Opinion
No. 4:05CV53-GHD-EMB.
July 20, 2005
REPORT AND RECOMMENDATION
On July 19, 2005, the pro se plaintiff, Rodrick Leval Jackson, appeared before the undersigned United States Magistrate Judge for a hearing pursuant to Spears v. McCotter, 766 F.2d 179 (5th Cir. 1985), to determine if there exists a justiciable basis for his claim filed pursuant to 42 U.S.C. § 1983.
Plaintiff is currently confined as a pretrial detainee at Delta Correctional Facility in Greenwood, Mississippi. The Complaint alleges plaintiff has been denied daily recreation time, phone calls and showers. During the Spears hearing, plaintiff testified that during his confinement in 23-hour lockdown, he was occasionally denied his one-hour recreation time. He also said there were times when he only got one shower and one phone call a week.

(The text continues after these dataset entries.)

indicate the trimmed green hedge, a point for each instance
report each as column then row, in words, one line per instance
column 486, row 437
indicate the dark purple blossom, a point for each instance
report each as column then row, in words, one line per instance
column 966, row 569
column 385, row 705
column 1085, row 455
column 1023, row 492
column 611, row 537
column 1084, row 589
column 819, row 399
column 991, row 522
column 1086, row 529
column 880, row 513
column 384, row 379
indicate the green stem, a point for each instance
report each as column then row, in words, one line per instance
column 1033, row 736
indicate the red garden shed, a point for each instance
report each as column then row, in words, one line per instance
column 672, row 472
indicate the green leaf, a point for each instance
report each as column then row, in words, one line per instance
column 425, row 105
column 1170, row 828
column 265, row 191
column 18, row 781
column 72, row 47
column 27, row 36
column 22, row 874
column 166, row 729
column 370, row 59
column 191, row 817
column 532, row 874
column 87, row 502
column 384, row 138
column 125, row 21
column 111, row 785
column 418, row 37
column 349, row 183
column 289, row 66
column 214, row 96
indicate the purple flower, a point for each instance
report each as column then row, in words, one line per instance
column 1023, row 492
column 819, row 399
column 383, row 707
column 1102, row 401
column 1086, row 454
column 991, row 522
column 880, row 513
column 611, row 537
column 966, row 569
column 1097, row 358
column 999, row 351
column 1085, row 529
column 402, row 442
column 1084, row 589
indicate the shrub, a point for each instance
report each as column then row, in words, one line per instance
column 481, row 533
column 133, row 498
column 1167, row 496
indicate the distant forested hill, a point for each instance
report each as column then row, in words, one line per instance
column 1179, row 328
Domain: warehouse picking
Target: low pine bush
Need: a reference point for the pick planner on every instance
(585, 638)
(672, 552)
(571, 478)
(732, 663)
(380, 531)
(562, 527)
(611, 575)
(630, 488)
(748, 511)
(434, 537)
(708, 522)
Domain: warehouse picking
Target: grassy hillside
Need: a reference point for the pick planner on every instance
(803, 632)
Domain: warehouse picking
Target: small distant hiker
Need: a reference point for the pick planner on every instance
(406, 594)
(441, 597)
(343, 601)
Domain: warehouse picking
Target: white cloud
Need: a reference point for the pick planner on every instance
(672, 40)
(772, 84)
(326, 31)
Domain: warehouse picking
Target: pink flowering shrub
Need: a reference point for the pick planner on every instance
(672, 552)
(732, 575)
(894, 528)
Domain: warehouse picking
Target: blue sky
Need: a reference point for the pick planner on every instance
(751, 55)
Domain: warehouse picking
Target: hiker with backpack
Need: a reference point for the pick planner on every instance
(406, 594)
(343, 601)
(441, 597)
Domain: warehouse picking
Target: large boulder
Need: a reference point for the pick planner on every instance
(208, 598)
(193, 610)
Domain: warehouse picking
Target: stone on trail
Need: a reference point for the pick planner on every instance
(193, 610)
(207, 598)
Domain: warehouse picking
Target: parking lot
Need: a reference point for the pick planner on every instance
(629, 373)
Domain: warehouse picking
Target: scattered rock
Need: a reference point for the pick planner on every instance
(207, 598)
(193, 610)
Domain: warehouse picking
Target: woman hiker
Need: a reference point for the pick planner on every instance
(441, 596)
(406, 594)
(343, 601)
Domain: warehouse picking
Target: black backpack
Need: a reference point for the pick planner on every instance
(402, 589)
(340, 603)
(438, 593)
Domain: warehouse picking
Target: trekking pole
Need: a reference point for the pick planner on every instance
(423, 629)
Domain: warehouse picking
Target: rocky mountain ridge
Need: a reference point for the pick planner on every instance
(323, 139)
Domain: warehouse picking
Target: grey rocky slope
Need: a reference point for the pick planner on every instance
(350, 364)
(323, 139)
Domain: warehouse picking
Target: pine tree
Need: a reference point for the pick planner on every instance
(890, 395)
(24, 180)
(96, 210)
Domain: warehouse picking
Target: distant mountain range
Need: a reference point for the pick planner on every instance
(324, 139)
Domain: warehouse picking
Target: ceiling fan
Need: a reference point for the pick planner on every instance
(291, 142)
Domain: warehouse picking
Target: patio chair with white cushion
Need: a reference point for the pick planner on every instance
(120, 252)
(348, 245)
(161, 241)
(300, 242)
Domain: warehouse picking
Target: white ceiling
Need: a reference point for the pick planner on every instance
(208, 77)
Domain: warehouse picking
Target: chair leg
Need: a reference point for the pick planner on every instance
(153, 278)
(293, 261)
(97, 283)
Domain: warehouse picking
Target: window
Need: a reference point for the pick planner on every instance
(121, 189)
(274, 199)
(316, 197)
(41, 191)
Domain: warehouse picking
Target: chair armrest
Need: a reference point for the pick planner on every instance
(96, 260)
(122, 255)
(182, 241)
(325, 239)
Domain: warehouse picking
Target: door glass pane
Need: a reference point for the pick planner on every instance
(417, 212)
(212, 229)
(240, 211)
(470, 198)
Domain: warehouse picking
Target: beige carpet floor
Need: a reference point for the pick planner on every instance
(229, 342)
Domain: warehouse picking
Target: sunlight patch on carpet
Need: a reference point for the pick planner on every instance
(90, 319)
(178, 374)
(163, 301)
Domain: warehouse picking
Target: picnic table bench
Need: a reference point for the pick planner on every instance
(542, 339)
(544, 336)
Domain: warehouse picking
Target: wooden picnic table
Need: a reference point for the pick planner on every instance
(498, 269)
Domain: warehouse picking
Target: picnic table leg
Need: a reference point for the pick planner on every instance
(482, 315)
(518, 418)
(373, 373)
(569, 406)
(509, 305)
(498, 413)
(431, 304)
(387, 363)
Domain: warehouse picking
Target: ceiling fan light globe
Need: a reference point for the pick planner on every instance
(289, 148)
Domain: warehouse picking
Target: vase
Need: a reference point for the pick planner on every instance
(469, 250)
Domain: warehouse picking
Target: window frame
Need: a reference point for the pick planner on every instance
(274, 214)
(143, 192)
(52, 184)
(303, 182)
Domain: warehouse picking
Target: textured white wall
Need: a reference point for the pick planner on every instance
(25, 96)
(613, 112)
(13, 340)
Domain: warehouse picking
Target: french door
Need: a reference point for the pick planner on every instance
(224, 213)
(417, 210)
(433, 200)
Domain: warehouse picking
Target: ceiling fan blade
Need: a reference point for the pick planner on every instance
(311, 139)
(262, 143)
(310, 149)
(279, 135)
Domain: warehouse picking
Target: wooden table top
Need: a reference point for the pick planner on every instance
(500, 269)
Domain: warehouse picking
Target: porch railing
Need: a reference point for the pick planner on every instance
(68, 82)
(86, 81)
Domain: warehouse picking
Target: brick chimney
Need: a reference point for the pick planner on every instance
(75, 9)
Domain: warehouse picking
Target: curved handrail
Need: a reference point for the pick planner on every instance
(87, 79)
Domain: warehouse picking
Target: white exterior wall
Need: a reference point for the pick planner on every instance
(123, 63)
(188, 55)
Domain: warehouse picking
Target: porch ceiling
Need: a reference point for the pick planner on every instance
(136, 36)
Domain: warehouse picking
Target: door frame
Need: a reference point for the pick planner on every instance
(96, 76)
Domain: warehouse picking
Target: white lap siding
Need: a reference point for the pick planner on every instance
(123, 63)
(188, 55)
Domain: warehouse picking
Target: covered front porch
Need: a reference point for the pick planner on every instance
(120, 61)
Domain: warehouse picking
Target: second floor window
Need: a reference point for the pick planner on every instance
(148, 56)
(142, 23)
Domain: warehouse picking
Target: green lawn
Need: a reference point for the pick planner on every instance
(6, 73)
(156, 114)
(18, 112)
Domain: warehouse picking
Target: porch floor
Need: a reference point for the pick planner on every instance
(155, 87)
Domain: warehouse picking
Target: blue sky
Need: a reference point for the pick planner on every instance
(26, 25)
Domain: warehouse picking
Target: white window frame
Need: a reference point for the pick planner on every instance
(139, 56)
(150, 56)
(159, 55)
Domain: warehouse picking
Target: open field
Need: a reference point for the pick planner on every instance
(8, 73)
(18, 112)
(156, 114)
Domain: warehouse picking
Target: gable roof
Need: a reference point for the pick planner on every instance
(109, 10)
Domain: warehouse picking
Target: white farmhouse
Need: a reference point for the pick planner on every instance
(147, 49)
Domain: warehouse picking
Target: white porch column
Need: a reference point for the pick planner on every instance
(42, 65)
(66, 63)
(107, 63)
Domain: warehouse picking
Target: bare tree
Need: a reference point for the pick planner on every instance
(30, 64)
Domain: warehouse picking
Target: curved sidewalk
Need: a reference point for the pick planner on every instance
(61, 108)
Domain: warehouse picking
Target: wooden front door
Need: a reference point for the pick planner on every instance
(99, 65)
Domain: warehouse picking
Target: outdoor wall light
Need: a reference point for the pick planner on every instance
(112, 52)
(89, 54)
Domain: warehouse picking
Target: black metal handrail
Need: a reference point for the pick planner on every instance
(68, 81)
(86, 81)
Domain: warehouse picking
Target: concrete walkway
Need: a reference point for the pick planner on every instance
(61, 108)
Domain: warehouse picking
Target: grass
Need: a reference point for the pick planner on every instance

The Eighth Amendment prohibits the imposition of prison conditions that constitute "cruel and unusual punishment." Rhodes v. Chapman, 452 U.S. 337, 345 (1981). The Fourteenth Amendment prohibits the imposition of conditions of confinement on pretrial detainees that constitute "punishment." Bell v. Wolfish, 441 U.S. 520, 535 (1979). However, the fact that "detention interferes with the detainee's understandable desire to live as comfortably as possible" does not equate to punishment. Id. at 537.

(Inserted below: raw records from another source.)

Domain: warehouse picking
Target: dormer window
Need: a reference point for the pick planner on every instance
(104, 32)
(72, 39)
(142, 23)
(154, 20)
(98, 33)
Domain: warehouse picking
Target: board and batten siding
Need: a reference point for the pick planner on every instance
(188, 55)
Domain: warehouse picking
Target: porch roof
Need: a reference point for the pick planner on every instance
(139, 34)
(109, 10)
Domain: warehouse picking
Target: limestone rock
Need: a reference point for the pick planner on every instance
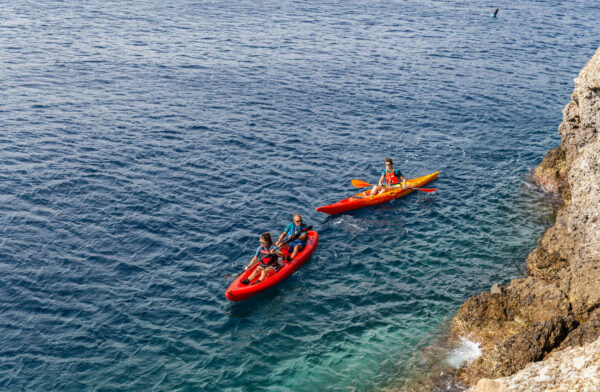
(571, 370)
(558, 304)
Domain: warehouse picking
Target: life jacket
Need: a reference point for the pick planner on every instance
(390, 178)
(295, 229)
(267, 256)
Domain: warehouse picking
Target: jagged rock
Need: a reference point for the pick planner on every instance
(495, 289)
(572, 370)
(558, 304)
(489, 318)
(587, 331)
(512, 354)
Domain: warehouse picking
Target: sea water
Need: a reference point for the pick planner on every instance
(145, 145)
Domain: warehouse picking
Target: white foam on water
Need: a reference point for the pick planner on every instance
(464, 354)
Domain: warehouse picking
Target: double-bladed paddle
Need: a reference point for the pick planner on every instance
(363, 184)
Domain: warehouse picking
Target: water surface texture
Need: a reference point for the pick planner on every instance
(145, 145)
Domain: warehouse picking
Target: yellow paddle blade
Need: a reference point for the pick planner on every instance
(360, 184)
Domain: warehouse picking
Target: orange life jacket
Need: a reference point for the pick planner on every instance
(390, 178)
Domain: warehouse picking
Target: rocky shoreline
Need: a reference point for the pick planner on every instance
(553, 314)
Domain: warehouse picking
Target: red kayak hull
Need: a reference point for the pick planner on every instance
(363, 199)
(238, 291)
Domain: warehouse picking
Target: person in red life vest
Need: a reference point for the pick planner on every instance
(268, 255)
(296, 245)
(391, 176)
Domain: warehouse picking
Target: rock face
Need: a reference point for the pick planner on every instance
(575, 369)
(557, 305)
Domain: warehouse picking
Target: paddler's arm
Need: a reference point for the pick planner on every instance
(280, 238)
(403, 182)
(250, 263)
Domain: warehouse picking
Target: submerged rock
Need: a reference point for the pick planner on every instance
(558, 304)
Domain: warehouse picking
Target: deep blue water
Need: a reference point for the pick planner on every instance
(144, 147)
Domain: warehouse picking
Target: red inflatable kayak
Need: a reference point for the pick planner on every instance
(363, 199)
(238, 291)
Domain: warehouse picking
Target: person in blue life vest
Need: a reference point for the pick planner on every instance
(391, 176)
(268, 255)
(298, 244)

In this case, plaintiff alleges he was occasionally denied telephone access, recreation, and showers. The undersigned finds that plaintiff's being occasionally denied these comforts does not amount to punishment. Thus, because he has failed to allege any facts that would suggest that the restrictions placed on him were punitive in nature, he has not stated a constitutional claim. See Mann v. Smith, 796 F.2d 79, 85-86 (5th Cir. 1986) (finding that pretrial detainee had no right to an elevated bed and no right to hot water); Cruz v. Hauck, 515 F.2d 322, 333 (5th Cir. 1975) (holding that prisoners not confined at a facility for long enough time to petition the courts had no right of access to legal materials), cert. denied, Andrade v. Hauck, 424 U.S. 917, 96 S.Ct. 1118, 47 L.Ed.2d 322 (1976). Therefore, it is recommended that plaintiff's Complaint be dismissed as frivolous.

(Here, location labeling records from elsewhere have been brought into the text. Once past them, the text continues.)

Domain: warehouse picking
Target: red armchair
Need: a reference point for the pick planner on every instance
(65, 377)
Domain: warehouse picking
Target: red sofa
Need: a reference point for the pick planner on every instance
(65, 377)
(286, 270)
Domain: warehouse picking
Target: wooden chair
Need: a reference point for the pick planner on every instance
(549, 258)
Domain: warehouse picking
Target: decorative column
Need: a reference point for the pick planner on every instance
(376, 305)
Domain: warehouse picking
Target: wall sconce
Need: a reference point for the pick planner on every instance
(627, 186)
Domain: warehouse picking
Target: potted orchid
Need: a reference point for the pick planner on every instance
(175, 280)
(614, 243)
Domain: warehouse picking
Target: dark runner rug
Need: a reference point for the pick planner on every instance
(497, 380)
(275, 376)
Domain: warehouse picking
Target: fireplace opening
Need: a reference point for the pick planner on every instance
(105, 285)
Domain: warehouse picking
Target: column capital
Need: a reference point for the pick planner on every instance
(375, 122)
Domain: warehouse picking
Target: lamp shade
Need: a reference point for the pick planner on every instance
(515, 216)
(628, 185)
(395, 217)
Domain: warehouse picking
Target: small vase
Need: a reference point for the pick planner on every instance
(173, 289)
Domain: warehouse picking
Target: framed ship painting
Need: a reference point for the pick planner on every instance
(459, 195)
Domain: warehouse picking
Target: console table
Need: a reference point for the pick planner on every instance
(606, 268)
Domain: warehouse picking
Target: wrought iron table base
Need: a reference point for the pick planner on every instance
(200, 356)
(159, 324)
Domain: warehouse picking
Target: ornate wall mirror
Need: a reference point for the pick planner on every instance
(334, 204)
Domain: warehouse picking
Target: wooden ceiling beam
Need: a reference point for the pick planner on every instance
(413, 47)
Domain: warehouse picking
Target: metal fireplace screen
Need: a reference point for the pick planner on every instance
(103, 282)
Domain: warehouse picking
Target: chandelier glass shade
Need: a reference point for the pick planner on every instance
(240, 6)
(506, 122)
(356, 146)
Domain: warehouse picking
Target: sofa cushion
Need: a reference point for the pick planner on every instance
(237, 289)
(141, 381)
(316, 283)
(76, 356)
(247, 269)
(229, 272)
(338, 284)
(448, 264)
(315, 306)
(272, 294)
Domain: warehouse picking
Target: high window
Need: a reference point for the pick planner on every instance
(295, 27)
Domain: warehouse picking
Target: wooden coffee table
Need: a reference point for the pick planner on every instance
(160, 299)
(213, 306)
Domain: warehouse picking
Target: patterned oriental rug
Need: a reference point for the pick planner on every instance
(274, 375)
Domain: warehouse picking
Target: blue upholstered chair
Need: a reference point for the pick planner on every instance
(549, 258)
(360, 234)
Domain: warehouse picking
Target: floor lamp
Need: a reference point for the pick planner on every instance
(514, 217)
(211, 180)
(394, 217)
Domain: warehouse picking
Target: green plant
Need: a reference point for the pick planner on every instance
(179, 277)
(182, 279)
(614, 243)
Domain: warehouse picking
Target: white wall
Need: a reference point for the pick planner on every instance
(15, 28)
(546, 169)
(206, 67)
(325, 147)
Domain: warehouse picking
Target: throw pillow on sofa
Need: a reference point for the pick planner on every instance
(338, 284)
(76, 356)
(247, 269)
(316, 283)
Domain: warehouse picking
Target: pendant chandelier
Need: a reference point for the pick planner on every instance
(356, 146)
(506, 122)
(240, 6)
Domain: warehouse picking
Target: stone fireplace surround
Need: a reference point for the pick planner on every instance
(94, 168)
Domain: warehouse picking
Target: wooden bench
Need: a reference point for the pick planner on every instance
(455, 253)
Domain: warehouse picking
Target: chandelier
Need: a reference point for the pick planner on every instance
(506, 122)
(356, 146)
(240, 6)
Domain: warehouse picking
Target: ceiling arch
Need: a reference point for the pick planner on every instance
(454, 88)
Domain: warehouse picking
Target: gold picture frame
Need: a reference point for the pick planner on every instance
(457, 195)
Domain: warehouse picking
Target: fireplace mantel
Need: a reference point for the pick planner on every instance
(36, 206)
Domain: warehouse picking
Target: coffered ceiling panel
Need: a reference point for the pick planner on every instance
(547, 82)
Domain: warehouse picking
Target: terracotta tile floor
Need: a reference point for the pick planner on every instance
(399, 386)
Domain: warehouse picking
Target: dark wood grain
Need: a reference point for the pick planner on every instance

The parties are referred to Local Rule 72.2(D) for the applicable procedure in the event any party desires to file objections to the findings and recommendations herein contained. The parties are warned that any such objections are required to be in writing and must be filed within ten days of this date. Failure to timely file written objections to the proposed findings, conclusions and recommendations contained in this report will bar an aggrieved party, except upon grounds of plain error, from attacking on appeal unobjected-to proposed factual findings and legal conclusions accepted by the district court. Douglass v. United Services Automobile Association, 79 F.3d 1415 (5th Cir. 1996).